Drastic budget cuts in Ontario will make life more dangerous for homeless queer youth this winter, experts say.
The province’s Community Start Up and Maintenance Benefit will end in January 2013. The $114 million benefit supports 200,000 individuals a year, including youth living in unhealthy or abusive home environments. Ontario will give $62.6 million to municipalities so they can address emergency housing at a local level – but this is only half of what the province currently allocates for the benefit.
The cut coincides with an exploding need for housing assistance in Toronto. Evergreen Yonge Street Mission, a Toronto charity, helped 811 people find housing in 2011, up from 213 people in 2010. Fourteen youth shelters in the city have a total capacity of 525 beds. But a report from Covenant House, a downtown youth shelter, estimates that 1,500 to 2,000 youth are homeless on any given night in Toronto.
I Alex Abramovich, one of the only Canadians studying queer youth homelessness, says “cutting this benefit is a very very bad idea.” Approximately 25 to 40 percent of homeless youth are lesbian, gay, bisexual or trans, and “it is a crisis that is definitely on the rise,” Abramovich says. This estimate doesn’t include the “hidden homeless” who avoid shelters or queer youth who are afraid to come out due to violence in the system. An American study from 2011 estimates that as many as one in four lesbian or gay teens are homeless.

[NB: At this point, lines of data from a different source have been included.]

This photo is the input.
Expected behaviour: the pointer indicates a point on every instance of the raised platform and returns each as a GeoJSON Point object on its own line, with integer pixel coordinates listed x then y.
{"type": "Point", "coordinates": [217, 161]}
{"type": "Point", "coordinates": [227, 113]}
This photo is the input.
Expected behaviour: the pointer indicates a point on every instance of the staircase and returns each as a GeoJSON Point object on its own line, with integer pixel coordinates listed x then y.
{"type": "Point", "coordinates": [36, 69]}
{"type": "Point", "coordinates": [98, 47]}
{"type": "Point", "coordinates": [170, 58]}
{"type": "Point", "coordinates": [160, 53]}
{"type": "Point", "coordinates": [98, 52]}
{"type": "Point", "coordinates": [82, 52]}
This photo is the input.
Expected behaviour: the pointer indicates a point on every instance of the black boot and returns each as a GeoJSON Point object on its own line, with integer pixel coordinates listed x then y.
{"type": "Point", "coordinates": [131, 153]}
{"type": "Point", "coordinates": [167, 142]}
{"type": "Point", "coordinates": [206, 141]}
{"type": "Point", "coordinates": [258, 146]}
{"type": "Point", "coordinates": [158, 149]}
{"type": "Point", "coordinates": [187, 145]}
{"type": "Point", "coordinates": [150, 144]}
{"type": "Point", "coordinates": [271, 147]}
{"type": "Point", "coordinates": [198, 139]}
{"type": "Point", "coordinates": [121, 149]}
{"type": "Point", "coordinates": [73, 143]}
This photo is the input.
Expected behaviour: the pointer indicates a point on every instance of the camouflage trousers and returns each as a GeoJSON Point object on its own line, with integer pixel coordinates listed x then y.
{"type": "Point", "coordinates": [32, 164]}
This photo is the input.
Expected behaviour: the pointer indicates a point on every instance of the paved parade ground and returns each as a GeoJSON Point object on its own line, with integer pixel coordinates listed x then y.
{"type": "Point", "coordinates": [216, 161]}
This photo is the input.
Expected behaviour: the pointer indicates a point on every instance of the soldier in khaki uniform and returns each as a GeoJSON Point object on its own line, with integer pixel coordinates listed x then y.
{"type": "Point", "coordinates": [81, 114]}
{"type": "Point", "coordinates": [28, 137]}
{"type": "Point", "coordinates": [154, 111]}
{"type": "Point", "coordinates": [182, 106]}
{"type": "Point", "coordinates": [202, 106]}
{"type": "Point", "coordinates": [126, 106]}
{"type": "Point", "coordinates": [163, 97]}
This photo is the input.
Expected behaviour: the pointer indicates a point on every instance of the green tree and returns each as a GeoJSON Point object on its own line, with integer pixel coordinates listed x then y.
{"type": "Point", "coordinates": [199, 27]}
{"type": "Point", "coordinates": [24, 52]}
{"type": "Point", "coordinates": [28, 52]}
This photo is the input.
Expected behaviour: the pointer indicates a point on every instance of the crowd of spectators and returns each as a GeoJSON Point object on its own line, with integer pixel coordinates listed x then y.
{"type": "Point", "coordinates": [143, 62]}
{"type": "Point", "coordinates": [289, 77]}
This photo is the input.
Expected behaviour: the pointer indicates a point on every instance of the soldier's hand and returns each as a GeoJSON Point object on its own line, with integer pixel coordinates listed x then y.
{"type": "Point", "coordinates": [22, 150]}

A number of day programs provide food, healthcare and support for Toronto’s homeless queer youth, but Abramovich says they still need a specialized shelter. “LGBT youth avoid the shelter system because it is an extremely dangerous place for them . . . This benefit is helping them maintain some sort of housing or helping them stay away from a system which they have said is dangerous. Cutting this benefit is going to make it even more dangerous for them.”
Teal-Rose Jaques, 23, is a trans woman who left home when she was 18 years old. Jaques was in the shelter system for five years and says that staff at one shelter wouldn’t recognize her chosen name, making it difficult to receive phone calls. They also didn’t let her go to the dining room wearing feminine clothing.
Beyond feeling unwelcome, Jaques didn’t always feel safe. She found that an X had been cut with a knife on the Positive Space sticker on her bedroom door. She was called a “fag” and was verbally threatened by another resident. Staff did not respond to either incident, she says.
Jaques is much happier living in her own apartment. “There is no way that I would have been able to get the apartment that I’m in now without Start Up,” she says.
She also used benefit money to buy a computer so she could attend school. This summer, she graduated from George Brown College.
Evergreen housing worker Victoria Clarke says that cutting the benefit will be “catastrophic” for all street youth. Clarke wants the community to participate in the fight against homelessness. Even as little as $3 for transportation will help; Clarke sees between 12 and 17 clients a day but has only 10 transit tokens to hand out. This means half her clients have no way to get to meetings with potential landlords.
Beyond financial support, Clarke thinks street youth need more compassion because many are victims of severe abuse and simply have nowhere else to go.
The Spectrum Youth Needs Committee launched an initiative to build a shelter for homeless queer youth in 2010, but the project has been on hiatus for a year. Michael Erickson, a former NDP candidate for Etobicoke-Lakeshore who led the initiative, says he hopes to revisit it in the new year.
Meanwhile, this summer, Councillor Giorgio Mammoliti, who leads Toronto’s Homelessness Task Force, announced plans to shut down the shelter system and force homeless people off the streets and into transitional housing. “When it comes to talks about opening up a specialized shelter, I think people are really reluctant to be open to these ideas – because of these plans,” Abramovich says.
Councillor Kristyn Wong-Tam (Ward 27) says the cuts are “very problematic” and a “grave concern.” But she says the city will champion specialized transitional housing over a specialized shelter.
Wong-Tam says transitional housing is more economical and has a more lasting effect on the community. She is “very, very supportive” of working with the community to provide specialized transitional housing once the real estate and operating funds have been secured.
But this winter, queer youth will be out in the cold.